Выбрать главу

И тут запах исчез. Точнее, растворился в множестве других, чрезмерно сильных запахов. Я обнаружил себя стоящим у огромной помойки, образовавшейся на месте каменного карьера. Помойка была большая: ржавые остовы машин, кучи гнили, целые холмы негодного бытового хлама.

Запах больше не вел меня, но то, что я узнал о существе, следуя его путем, немало меня насторожило. Я бы, честно, поостерегся лезть туда, где я не смогу вольно обращаться с привычными мне органами чувств, если там меня ждет… это.

Камориль, ясное дело, давно отстал. И, наверное, материт меня сейчас, на чем свет стоит, и курит. Надо возвращаться.

Мйар возлежал на диване слева, смотря в пустоту. Справа на диване сидел Камориль, напряженный, подергивая ногой и вертя в руках фотографию Варамиры. Эль-Марко, сидя на ковре у стены, переводил взгляд с одного на другого, не находя повода, чтобы что-то сказать.

— А где Ромка? — спросил Мйар.

— Уроки делает, — пожал плечами Эль-Марко. — Мы мать перенесли на кровать, а я потом стал вас дожидаться.

— Итак, что мы имеем, — голос Камориль был низким и холодным. — Мы имеем трех разумных нас, более-менее дальновидных, настолько, чтобы предугадать визит наших неприятелей в дом Романа.

— Может, я чаю сделаю… — дернулся Мйар.

— Сидеть! — Камориль глянул на Мйара строго и тот утих. — Но мудрости нам бы отсыпать не помешало. Так, мы все еще не знаем, зачем им Роман.

— Ну, как «зачем?» Вестимо, их интересует его новоприобретенная силушка! Не на органы ж они его сдавать собираются? — пожал плечами Эль-Марко.

— Но мы не знаем, как именно им нужен мальчик и как они о способностях его узнали. Может, им и мертвое тело подойдет? — продолжал размышлять некромант. — Хотя, в бункере они держали его живым…

— Мотивы могут быть какими угодно, — заметил Мйар. — Как насчет кровной мести потомков? Даньслав Белый Коготь был колдуном, а значит, вполне мог иметь врагов. И оттуда же, собственно, информация могла просочиться. Не думаешь же ты, что это Ромку кто-то из департамента сдал, да каким-то антропоморфным химерам?

Камориль вознес вверх указательный перст:

— Вот! Департамент! Мйарчик, мы обязаны узнать, с чем столкнулись, и, я думаю, обратиться к инстанциям самое время.

— Кстати, да, — это сказал Эль-Марко. — Может, в департаменте знают, что творится в бункере? Вдруг наши гости проходят по каким-то статьям? Может, они переселенцы какие-нибудь, или эксперимент правительственный? Мйар, у тебя ж там связи, попроси малую о помощи!

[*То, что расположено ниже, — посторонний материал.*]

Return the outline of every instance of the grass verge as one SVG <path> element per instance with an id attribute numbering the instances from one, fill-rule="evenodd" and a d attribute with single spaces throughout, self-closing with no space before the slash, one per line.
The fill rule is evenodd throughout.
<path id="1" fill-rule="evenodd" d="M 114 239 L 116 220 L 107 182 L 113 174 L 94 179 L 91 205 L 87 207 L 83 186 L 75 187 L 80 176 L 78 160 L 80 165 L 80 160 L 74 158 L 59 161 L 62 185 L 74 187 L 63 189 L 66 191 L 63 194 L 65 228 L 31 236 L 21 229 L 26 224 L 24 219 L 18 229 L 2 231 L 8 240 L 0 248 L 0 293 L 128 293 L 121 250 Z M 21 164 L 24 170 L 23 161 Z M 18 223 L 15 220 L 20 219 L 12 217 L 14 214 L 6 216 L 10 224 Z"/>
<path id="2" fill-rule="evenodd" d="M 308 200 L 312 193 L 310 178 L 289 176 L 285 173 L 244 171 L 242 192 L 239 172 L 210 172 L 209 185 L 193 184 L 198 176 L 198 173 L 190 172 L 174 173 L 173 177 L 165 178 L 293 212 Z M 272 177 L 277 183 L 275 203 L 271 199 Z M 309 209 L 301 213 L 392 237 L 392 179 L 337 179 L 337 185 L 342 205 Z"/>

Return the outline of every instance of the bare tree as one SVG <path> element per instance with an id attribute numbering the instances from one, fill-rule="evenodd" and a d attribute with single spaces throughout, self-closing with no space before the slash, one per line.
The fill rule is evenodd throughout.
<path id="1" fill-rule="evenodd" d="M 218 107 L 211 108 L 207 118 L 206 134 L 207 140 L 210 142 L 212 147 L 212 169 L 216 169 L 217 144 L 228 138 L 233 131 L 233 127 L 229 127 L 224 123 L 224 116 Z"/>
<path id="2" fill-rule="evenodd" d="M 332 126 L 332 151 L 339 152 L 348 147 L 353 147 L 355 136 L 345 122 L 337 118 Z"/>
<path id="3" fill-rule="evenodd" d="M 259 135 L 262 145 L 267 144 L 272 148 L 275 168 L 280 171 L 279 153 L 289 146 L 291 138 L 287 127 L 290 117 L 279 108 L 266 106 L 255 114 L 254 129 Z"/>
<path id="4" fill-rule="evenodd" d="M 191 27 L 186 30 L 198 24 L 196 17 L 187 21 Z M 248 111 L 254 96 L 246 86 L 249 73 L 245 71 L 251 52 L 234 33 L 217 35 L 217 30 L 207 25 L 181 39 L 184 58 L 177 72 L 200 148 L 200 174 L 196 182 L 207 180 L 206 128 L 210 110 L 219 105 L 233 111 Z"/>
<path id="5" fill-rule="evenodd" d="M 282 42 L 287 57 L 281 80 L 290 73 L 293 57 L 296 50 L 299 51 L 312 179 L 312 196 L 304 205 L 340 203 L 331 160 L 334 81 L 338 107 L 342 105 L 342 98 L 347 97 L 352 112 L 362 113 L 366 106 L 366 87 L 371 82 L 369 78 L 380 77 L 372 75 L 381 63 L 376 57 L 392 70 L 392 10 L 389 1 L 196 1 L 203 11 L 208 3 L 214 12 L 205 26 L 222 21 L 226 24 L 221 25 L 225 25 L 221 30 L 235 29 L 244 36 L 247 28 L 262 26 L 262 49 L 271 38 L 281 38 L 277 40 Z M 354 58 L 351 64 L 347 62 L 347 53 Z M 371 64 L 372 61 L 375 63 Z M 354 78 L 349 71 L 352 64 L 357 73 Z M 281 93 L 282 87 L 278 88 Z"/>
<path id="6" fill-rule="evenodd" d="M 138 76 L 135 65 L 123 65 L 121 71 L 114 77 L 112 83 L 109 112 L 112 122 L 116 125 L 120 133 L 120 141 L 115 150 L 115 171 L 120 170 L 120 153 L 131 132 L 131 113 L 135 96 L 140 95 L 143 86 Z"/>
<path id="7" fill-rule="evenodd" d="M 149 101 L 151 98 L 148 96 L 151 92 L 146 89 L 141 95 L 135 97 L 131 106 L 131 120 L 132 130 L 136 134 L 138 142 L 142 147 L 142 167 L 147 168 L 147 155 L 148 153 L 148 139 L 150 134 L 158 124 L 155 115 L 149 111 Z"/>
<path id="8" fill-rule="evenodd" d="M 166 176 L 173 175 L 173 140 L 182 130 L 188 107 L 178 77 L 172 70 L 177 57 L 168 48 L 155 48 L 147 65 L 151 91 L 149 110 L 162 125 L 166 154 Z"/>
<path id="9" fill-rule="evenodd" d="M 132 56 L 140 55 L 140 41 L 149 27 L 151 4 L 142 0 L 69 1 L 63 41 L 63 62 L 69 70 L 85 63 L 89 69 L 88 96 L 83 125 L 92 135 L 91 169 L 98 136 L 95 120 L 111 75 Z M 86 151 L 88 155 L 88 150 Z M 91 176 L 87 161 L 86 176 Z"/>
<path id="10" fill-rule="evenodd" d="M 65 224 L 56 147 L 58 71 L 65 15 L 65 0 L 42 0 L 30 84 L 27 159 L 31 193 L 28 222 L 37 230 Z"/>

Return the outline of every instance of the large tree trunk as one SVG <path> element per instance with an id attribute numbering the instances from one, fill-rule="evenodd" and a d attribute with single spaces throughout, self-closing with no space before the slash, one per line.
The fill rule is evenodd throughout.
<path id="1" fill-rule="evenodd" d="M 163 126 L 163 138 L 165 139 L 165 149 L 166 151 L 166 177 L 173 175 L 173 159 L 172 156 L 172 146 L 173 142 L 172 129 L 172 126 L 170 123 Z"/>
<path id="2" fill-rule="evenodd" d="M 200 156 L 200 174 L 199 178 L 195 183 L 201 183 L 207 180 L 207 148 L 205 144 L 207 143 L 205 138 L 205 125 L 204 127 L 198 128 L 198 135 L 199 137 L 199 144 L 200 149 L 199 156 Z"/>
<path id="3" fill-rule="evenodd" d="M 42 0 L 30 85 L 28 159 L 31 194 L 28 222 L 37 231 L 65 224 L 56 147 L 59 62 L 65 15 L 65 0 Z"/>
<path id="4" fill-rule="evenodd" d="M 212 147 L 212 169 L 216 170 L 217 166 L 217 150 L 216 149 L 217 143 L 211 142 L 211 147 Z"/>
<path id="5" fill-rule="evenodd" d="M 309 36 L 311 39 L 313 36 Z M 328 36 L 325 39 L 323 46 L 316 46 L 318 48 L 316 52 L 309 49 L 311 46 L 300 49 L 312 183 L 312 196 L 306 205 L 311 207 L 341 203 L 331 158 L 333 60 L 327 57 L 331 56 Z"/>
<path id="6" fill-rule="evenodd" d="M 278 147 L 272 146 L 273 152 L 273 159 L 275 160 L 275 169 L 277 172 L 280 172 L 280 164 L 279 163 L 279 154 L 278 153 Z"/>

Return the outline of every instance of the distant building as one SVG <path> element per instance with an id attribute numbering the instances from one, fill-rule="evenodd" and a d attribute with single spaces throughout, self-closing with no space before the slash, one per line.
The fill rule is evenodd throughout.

Мйар сосредоточенно молчал. Очевидно, думал.

— В письме сказано, — продолжил Камориль, — что силушка потомков Даньслава может натворить бед и нуждается в контроле. И что Мйар знает ее «истину», то есть, понимает, что это такое. Мйар, так что ты об этом знаешь?

— Ничего я об этом не знаю. Видимо, это относится к той моей памяти, что хранится в шкатулке у тебя дома, Камориль.

— Ох, твоя память… — протянул Кападастер. — Я так и знал, что когда-нибудь нам это аукнется.

— Бусины памяти Мйара не пронумерованы, — медленно проговорил некромант. — Я не знаю, что в них. Уверен, Мйар так же не знает, иначе бы к чему вообще весь процесс затевать? Одно могу сказать точно: ритуал был произведен не по прихоти, а по большой надобности, — он поджал губы и произнес с сожалением: — Мы все знаем, что это болезненный вопрос, но ежели его не озвучивать, то мы будем не лучше семейки алкоголиков… — Камориль покосился на Мйара. Тот сидел неподвижно и не реагировал. — Так вот, Мйарчик, конечно, был прекрасен во всем своем демонически-злодейском величии, просто поразительно обаятелен, пытаясь вырвать мне кишки, и всячески прелестно мил в своем нечленораздельном сумасшествии, однако… меня, образно выражаясь, немало смутило все это буйство нерастраченной «нежности» нашего друга, и… неспроста меры были приняты.

Камориль задумчиво погружался в воспоминания. Голос его звучал глухо и размеренно, но чудилась в нем и тихая, затаенная тревога, невысказанная и для некроманта не характерная.

— Ритуал был проведен несколько спонтанно, — продолжал Камориль, — но было очевидно, что каждый раз, когда Мйар лишался очередного пласта своей памяти, чувство, заставляющее его рвать и резать, уступало место разуму. «Я хочу забыть кое-что еще. Довольно много чего еще», — вот что он тогда сказал, как сейчас помню.